Prozessanpassungen notwendig
Auf der anderen Seite sind die Potenziale einer Digitalisierung der Medizin enorm. Bereits heute klagen viele Leistungserbringer über den hohen administrativen Aufwand, dem sie sich ausgesetzt sehen. Die Chance, die die Digitalisierung bietet, ist, diesen Dokumentationsaufwand durch Automatisierung deutlich zu reduzieren, wobei es einen wesentlichen Unterschied zwischen Digitalisierung und „Elektrifizierung” gibt: Richtige Digitalisierung findet immer umfassend über eine komplette Wertschöpfungskette statt. Sie bedingt immer Prozessanpassungen, um Nutzen aus den in digitaler Form vorliegenden Daten zu ziehen. Die Vernetzung und der Einbezug aller Beteiligten spielen bei der Digitalisierung eine entscheidende Rolle. Elektrifizierung bezeichnet in diesem Zusammenhang die simple Überführung eines Bestandsprozesses in ein IT-System. Geschieht dies isoliert und nur für einen Teilbereich des gesamten Wertschöpfungsprozesses, besteht sogar die Gefahr, dass sich der Gesamtaufwand erhöht, da dann an wichtigen Übergabepunkten die Daten auf der einen Seite digital und auf der anderen Seite auf Papier vorliegen und häufig zusätzlich übertragen werden müssen, was zu Redundanzen führt. Dann besteht sogar die Gefahr, dass digitale Prozesse als Belastung statt als Erleichterung wahrgenommen werden.

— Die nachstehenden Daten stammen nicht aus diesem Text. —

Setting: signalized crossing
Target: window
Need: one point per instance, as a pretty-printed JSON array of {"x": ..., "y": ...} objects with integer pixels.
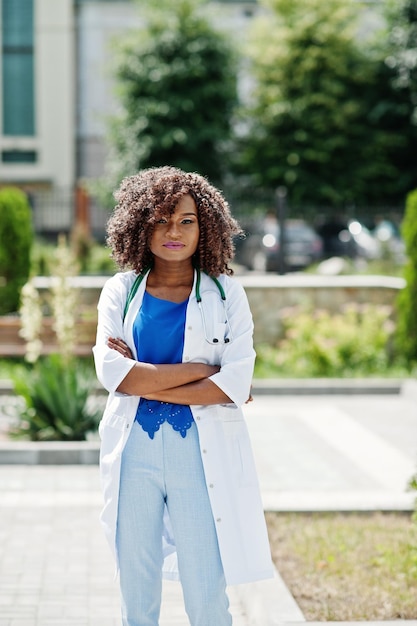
[
  {"x": 18, "y": 156},
  {"x": 18, "y": 67}
]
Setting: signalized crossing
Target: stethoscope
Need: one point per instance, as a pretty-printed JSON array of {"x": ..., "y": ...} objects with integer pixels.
[{"x": 224, "y": 327}]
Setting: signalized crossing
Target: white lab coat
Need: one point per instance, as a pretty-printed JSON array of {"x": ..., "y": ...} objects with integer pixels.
[{"x": 224, "y": 441}]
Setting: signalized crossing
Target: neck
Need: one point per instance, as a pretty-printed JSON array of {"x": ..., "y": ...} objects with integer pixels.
[{"x": 172, "y": 274}]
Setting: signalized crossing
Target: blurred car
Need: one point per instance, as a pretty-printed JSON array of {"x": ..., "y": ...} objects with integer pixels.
[
  {"x": 348, "y": 239},
  {"x": 260, "y": 249},
  {"x": 392, "y": 244}
]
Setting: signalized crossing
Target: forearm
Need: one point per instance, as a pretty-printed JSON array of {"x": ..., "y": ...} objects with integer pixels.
[
  {"x": 199, "y": 392},
  {"x": 147, "y": 378}
]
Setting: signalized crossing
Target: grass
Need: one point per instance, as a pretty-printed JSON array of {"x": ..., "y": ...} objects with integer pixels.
[{"x": 348, "y": 566}]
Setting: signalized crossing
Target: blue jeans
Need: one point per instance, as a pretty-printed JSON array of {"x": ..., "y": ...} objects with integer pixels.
[{"x": 167, "y": 469}]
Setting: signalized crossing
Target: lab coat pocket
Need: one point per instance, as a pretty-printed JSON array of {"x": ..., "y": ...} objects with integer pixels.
[{"x": 239, "y": 450}]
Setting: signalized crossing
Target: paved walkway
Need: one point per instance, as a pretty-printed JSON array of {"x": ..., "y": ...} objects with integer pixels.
[{"x": 321, "y": 452}]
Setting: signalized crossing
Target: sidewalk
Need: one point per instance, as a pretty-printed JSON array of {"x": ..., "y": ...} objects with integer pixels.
[{"x": 324, "y": 451}]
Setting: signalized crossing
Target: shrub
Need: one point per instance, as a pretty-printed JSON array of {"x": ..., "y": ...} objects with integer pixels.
[
  {"x": 54, "y": 391},
  {"x": 55, "y": 395},
  {"x": 353, "y": 342},
  {"x": 16, "y": 238},
  {"x": 406, "y": 336}
]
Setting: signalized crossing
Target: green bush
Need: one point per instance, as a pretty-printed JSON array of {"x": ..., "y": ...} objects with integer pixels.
[
  {"x": 55, "y": 394},
  {"x": 16, "y": 238},
  {"x": 317, "y": 343},
  {"x": 406, "y": 336}
]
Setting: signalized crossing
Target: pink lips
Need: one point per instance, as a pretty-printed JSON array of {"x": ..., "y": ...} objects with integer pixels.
[{"x": 174, "y": 245}]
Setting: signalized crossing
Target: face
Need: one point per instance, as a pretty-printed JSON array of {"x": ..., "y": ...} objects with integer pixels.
[{"x": 175, "y": 238}]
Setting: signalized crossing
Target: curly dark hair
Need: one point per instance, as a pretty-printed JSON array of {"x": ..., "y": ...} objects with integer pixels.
[{"x": 157, "y": 191}]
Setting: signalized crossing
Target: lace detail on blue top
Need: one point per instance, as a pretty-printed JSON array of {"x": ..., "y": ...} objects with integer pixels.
[
  {"x": 155, "y": 320},
  {"x": 154, "y": 413}
]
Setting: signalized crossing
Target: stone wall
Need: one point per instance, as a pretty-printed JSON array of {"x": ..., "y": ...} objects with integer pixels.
[{"x": 268, "y": 294}]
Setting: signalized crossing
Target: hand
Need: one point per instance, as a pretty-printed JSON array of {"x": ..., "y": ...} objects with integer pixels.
[{"x": 120, "y": 346}]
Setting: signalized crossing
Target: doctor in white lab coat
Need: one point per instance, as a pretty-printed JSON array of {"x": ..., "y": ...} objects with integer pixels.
[{"x": 174, "y": 210}]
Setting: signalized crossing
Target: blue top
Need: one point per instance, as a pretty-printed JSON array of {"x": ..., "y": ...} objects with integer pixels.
[{"x": 158, "y": 333}]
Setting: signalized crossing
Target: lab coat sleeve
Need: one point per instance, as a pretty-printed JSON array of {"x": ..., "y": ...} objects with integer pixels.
[
  {"x": 238, "y": 359},
  {"x": 111, "y": 366}
]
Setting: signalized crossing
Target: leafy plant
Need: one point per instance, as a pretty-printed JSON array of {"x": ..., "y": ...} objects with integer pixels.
[
  {"x": 16, "y": 238},
  {"x": 55, "y": 396},
  {"x": 406, "y": 336},
  {"x": 322, "y": 93},
  {"x": 353, "y": 342},
  {"x": 55, "y": 390},
  {"x": 176, "y": 80}
]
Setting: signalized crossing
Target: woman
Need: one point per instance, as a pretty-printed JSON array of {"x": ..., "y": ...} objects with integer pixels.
[{"x": 174, "y": 350}]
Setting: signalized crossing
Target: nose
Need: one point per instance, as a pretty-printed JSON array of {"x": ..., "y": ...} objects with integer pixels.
[{"x": 172, "y": 229}]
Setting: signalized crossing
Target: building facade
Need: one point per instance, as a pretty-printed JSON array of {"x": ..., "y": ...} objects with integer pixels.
[{"x": 56, "y": 94}]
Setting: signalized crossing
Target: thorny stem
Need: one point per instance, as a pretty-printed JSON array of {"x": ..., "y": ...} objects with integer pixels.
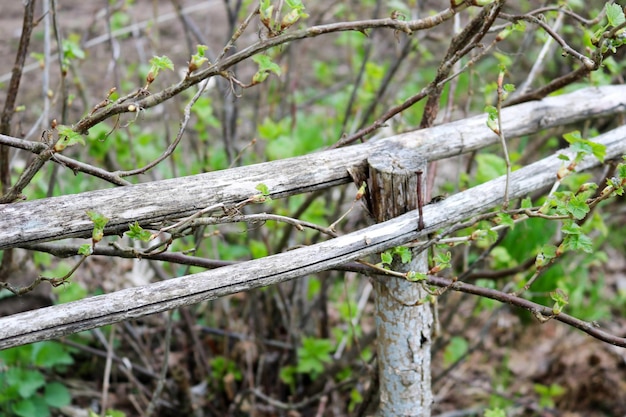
[
  {"x": 144, "y": 102},
  {"x": 505, "y": 150}
]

1.3 Der demografische Wandel macht Digitalisierung unabdingbar

Zahlen und Fakten
Dass das deutsche Gesundheitssystem in puncto Digitalisierung grundlegend neu aufgestellt werden muss, wird spätestens klar, wenn man sich den demografischen Wandel vor Augen führt. Die Menschen in Deutschland werden immer älter. Die heutige Lebenserwartung von neugeborenen Jungen in Deutschland liegt bei 78,6 und die der Mädchen bei 83,4 Jahren. Im Vergleich dazu lag die Lebenserwartung für Neugeborene im Jahr 1960 um etwa zehn Jahre niedriger. Und dieser Trend wird sich fortsetzen: Für die Lebenserwartung bei Geburt bis 2060 werden zusätzliche drei bis acht Jahre prognostiziert [1]. Da die Geburtenrate in Deutschland bei durchschnittlich etwa 1,5 Kindern pro Frau liegt, erwarten wir eine zunehmende Alterung der deutschen Bevölkerung in den nächsten Jahren. Bis zum Jahr 2035 wird die erwerbsfähige Bevölkerung um vier bis sechs Millionen zurückgehen (ohne Nettozuwanderung würde sich die Bevölkerung im Erwerbsalter sogar um neun Millionen Menschen verringern). Die Zahl der Menschen im Alter ab 67 Jahre wird bis 2039 um fünf bis sechs Millionen wachsen, die Zahl der Menschen im Alter ab 80 Jahren wird kontinuierlich zunehmen und von 5,4 Millionen im Jahr 2018 auf 8,9 bis 10,5 Millionen in den folgenden 20 Jahren wachsen [2].